Tras lo dicho, no sé si pueden extraerse conclusiones sobre lo que es escribir a cuatro manos. Las tres modalidades que he expuesto anteriormente tienen ramificaciones y versiones que pertenecen, sin duda, a los troncos principales. Yo creo en las tres posibilidades, y si alguien lo desea, puede tomar la tercera como la verdadera, la que Bolaño acabara confesando como tal. Desconozco cuáles habrán empleado otros escritores con experiencias similares, puesto que, ciertamente, no confío en las explicaciones que puedan darnos ellos mismos. No sé si tampoco deberían confiar en mí, y por lo que respecta a Bolaño, ya ven cómo confundía a sus interlocutores cuando le preguntaban. Volviendo a los Consejos, ahora, tras los años, poco importa cómo fueron escritos, y quizá por eso he defendido que, en esta segunda oportunidad, no debía retocarse nada, excepto errores tipográficos y algún defecto de sintaxis que no cambia en esencia el contenido. A estas alturas, ya no creo que importe demasiado aquella «influencia marital» de la que hablaba la correspondencia, ni alguna que otra cuestión menor, de puro detalle. Así que la mejor manera de recuperar los Consejos es manteniéndolos tal como se publicaron en 1984, con sus defectos y sus virtudes. Confieso que, tras los años, la parte que sigue fascinándome es el apéndice final, cuando el discurso deja de ser estrictamente policíaco y encontramos al Bolaño que luego nos maravillaría en tantos cuentos y novelas, también al poeta, por supuesto. En cuanto al título, procede de un poema de Mario Santiago, «Consejos de un discípulo de Marx a un fanático de Heidegger», tal como se cita en la misma novela, si bien no sé en qué momento se nos ocurrió tomarlo prestado. Sirva esta edición, si acaso, para dar a conocer cómo fueron nuestros primeros pasos por el mundo de la narrativa, cuando ni siquiera sabíamos cómo escribir una novela a cuatro manos, ni quién era el discípulo de Morrison ni quién el fanático de Joyce.

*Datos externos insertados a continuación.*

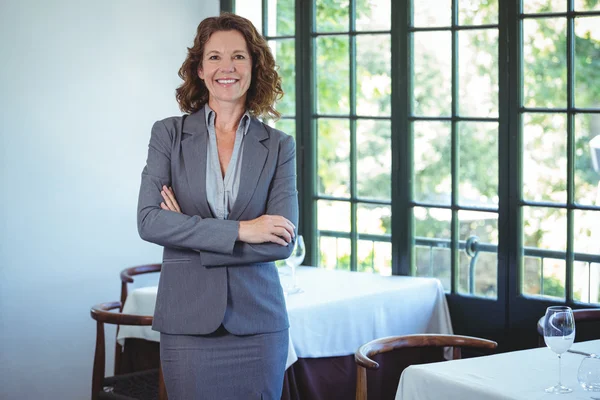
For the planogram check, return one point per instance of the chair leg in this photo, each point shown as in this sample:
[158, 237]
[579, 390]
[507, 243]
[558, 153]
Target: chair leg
[162, 390]
[361, 383]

Otro caso muy distinto y peor documentado es el de Diario de bar. Ya he dicho que tengo muy mala memoria, y tal vez a causa de ello hubiera sido capaz de asegurar que la redacción de Diario de bar fue anterior a la de los Consejos, en la misma época en que probamos sin éxito con un par de guiones cinematográficos, seguramente entre 1979 y 1980. Lo hubiera asegurado hasta que encontré una carta que Bolaño me mandó a finales de diciembre de 1988 (época en la que literariamente me encontraba en dique seco) y en donde decía lo siguiente: «Recibí, por supuesto, el Diario de bar...», y luego hablaba del texto «vivo e inquietante» en que se había acabado convirtiendo el cuento. Con toda seguridad el texto original era muy anterior, ya que las fechas del mismo diario así lo indican (1979). Sin embargo, me queda la duda de si no recuperamos el relato para uno de esos efímeros proyectos en común. Y es extraño, porque, más tarde, alguien de una memoria tan extraordinaria como Bolaño decía no acordarse del cuento, y yo, al contrario, me sorprendía cada vez que lo leía, porque aparentemente el lenguaje empleado nunca pudo ser escrito por mí. Lo escribiéramos antes o después, Diario de bar debía formar parte de un libro de relatos del que tan sólo sobrevivió el mencionado, si bien recuerdo vagamente que escribimos, al menos, otro en el que aparecían personajes un tanto peculiares de la Rambla barcelonesa y que debió naufragar por el camino.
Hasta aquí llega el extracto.